In Canfield, GOP's Mandel Calls for Creating More Jobs
CANFIELD, Ohio – The Republican nominee for U.S. senator, Josh Mandel, says that the country needs to leverage the free enterprise system to support a robust manufacturing sector and jobs that pay well. He delivered his remarks as his campaign swung through the eastern part of the state Tuesday.
"It's manufacturing jobs that keep our country strong," Mandel said during a press event and tour of the Mahoning County Career and Technical Center. "If we're going to be strong economically and militarily, then we've got to make things."
Mandel, state of Ohio treasurer, is running against Democratic incumbent Sherrod Brown.
Career and technical centers such as the school here provide an opportunity for students who choose not to attend college, Mandel said, but to instead learn a trade and work in the manufacturing and technical sectors.
"The reality is that most people in Ohio don't have a college degree," Mandel said. "The ones that do, we hope they contribute to our economy. But for the ones that don't, we want to do everything we can under the umbrella of the free enterprise system to ensure they have good, blue-collar jobs to work."
Mandel was accompanied by career center superintendent Roan Craig and principal John Zenhentbauer as the state treasurer observed classes in the power equipment and mechanical, diesel mechanics and aviation programs.
"What these vocational schools do is put the tools in the tool belt of young folks and older folks to work high-paying, blue-collar jobs," he said.
Craig said that it's becoming harder to provide these services for the next generation of tradesmen because funding from federal and state sources are continuously trimmed.
"We've been flat-funded for the last three years, and we think we'll be flat-funded again next year," she said of state support. "We do not know what the funding mechanism will be. Until we know what the formula will be, we can't tell you the direction of funding in the near future."

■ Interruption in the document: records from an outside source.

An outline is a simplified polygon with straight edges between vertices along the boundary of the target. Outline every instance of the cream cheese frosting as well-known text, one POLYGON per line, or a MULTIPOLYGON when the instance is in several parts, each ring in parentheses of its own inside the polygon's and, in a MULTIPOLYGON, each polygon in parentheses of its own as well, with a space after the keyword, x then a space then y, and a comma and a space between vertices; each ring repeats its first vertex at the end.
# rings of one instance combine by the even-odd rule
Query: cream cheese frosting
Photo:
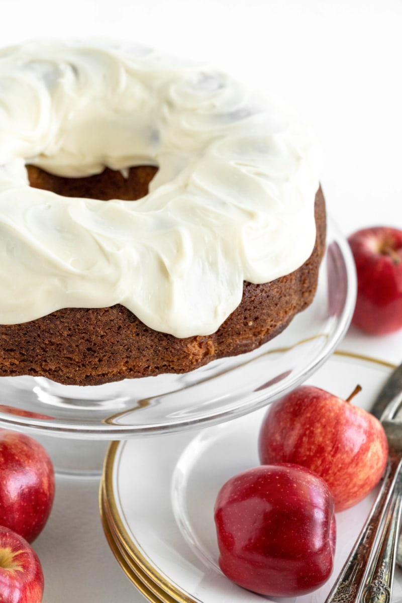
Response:
POLYGON ((292 112, 209 67, 140 46, 0 51, 0 323, 121 303, 177 337, 214 332, 245 280, 299 268, 320 155, 292 112), (30 188, 152 165, 135 201, 30 188))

That means schools in Ohio such as MCCTC are likely to receive the same level of funding despite a rise in student enrollment. "It inhibits growth,” she said, “and especially in this time when we really need to be growing," she said.
Craig also called for congressional reauthorization of the Carl D. Perkins Vocational and Technical Education Act, which distributes grants to fund career and technical programs across the country.

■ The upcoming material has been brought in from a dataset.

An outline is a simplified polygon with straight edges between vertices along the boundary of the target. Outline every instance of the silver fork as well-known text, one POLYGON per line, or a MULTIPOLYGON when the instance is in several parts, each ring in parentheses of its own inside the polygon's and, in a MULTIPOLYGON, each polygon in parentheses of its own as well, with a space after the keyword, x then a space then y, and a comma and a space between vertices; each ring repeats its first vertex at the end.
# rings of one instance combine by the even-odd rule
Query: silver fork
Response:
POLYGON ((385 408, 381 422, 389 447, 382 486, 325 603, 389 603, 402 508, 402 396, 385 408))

"It's not the largest piece of funding we have, but its substantial," she said. "We need Perkins to be reauthorized."
During the tour, Mandel also took a swipe at his opponent, criticizing Brown for voting on policies that he claims have created huge deficits at the expense of the American taxpayers over the last two decades.
"He's one of the main politicians to advance these policies of borrow, borrow, borrow," Mandel said. "During his two decades in Washington, we've borrowed over a trillion dollars from China."
Mandel is on a jobs campaign tour trying to drum up support and also made appearances at the Columbiana County Career and Technical Center in Salem, and in St. Clairsville, where he talked about the efforts to save the coal industry.
Last week, Mandel's campaign announced it had returned $105,000 in contributions that were under scrutiny of the Federal Bureau of Investigation.
The contributions originated from the Suarez Corp. of North Canton. Federal authorities are investigating whether company employees made illegal contributions to the campaign and were reimbursed by another source.
The campaign said in a letter to the company that it had "no reason to be concerned with the contributions, but out of an abundance of caution and until the investigation is complete, we believe this course of action is the most appropriate."
Sadie Weiner, spokeswoman for Friends of Sherrod Brown, said in a statement that the contributions raise serious questions about Mandel's integrity:
"After skipping every Board of Deposit meeting his very first year in office, hiring his political cronies for top jobs, and being shamed into returning over $100,000 in shady contributions, Josh Mandel appears to be cementing his reputation as a politician who can't be trusted."